At this point, you've done very little that feels new, revolutionary, or asynchronous. Granted, that little keyword "true" in the open() method sets up an asynchronous request. But other than that, this code resembles programming with Java servlets and JSPs, PHP, or Perl. So what's the big secret to Ajax and Web 2.0? The secret revolves around a simple property of XMLHttpRequest called onreadystatechange. First, be sure you understand the process that you created in this code (review Listing 10 if you need to). A request is set up and then made. Additionally, because this is a synchronous request, the JavaScript method (getCustomerInfo() in the example) will not wait for the server. So the code will continue; in this case, that means that the method will exit and control will return to the form. Users can keep entering information and the application isn't going to wait on the server. This creates an interesting question, though: What happens when the server has finished processing the request? The answer, at least as the code stands right now, is nothing! Obviously, that's not good, so the server needs to have some type of instruction on what to do when it's finished processing the request sent to it by XMLHttpRequest. This is where that onreadystatechange property comes into play. This property allows you to specify a callback method. A callback allows the server to (can you guess?) call back into your Web page's code. It gives a degree of control to the server, as well; when the server finishes a request, it looks in the XMLHttpRequest object and specifically at the onreadystatechange property. Whatever method is specified by that property is then invoked. It's a callback because the server initiates calling back into the Web page -- regardless of what is going in the Web page itself. For example, it might call this method while the user is sitting in her chair, not touching the keyboard; however, it might also call the method while the user is typing, moving the mouse, scrolling, clicking a button ... it doesn't matter what the user is doing. This is actually where the asynchronicity comes into play: The user operates the form on one level while on another level, the server answers a request and then fires off the callback method indicated by the onreadystatechange property. So you need to specify that method in your code as shown in Listing 11.
Pay close attention to where in the code this property is set -- it's before send() is called. You must set this property before the request is sent, so the server can look up the property when it finishes answering a request. All that's left now is to code the updatePage() which is the focus of the last section in this article.
You made your request, your user is happily working in the Web form (while the server handles the request), and now the server finishes up handling the request.

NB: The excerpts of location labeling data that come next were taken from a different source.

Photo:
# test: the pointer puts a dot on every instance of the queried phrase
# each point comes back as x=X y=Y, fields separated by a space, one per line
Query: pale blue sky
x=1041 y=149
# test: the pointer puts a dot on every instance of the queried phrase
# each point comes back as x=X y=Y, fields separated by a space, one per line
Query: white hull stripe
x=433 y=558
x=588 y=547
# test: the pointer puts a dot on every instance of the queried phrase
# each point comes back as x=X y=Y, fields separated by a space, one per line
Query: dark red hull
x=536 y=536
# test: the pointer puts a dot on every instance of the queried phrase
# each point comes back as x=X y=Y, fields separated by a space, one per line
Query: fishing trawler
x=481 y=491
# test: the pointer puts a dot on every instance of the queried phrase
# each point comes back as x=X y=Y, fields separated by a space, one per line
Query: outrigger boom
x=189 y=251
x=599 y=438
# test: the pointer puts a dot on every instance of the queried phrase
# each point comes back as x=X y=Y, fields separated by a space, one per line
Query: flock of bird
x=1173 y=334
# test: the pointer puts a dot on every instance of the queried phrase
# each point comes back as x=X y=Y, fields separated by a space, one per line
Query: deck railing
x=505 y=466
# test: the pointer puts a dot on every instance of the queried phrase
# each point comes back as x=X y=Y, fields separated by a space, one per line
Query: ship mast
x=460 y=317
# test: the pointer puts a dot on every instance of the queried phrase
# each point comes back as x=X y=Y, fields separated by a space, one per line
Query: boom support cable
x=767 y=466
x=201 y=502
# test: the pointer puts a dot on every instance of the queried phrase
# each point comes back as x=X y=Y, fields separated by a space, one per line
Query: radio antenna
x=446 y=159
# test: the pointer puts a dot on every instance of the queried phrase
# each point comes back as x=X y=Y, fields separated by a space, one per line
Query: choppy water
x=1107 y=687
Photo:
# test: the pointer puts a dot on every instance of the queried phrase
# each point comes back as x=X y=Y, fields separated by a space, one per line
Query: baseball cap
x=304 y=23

The server looks at the onreadystatechange property and figures out what method to call. Once that occurs, you can think of your application as any other app, asynchronous or not. In other words, you don't have to take any special action writing methods that respond to the server; just change the form, take the user to another URL, or do whatever else you need to in response to the server. In this section, we'll focus on responding to the server and then taking a typical action -- changing on the fly part of the form the user sees. You've already seen how to let the server know what to do when it's finished: Set the onreadystatechange property of the XMLHttpRequest object to the name of the function to run. Then, when the server has processed the request, it will automatically call that function. You also don't need to worry about any parameters to that method. You'll start with a simple method like in Listing 12.
This just spits out a handy alert, to tell you when the server is done. Try this code in your own page, save the page, and then pull it up in a browser (if you want the XHTML from this example, refer back to Listing 8). When you enter in a phone number and leave the field, you should see the alert pop up (see Figure 3); but click OK and it pops up again ... and again.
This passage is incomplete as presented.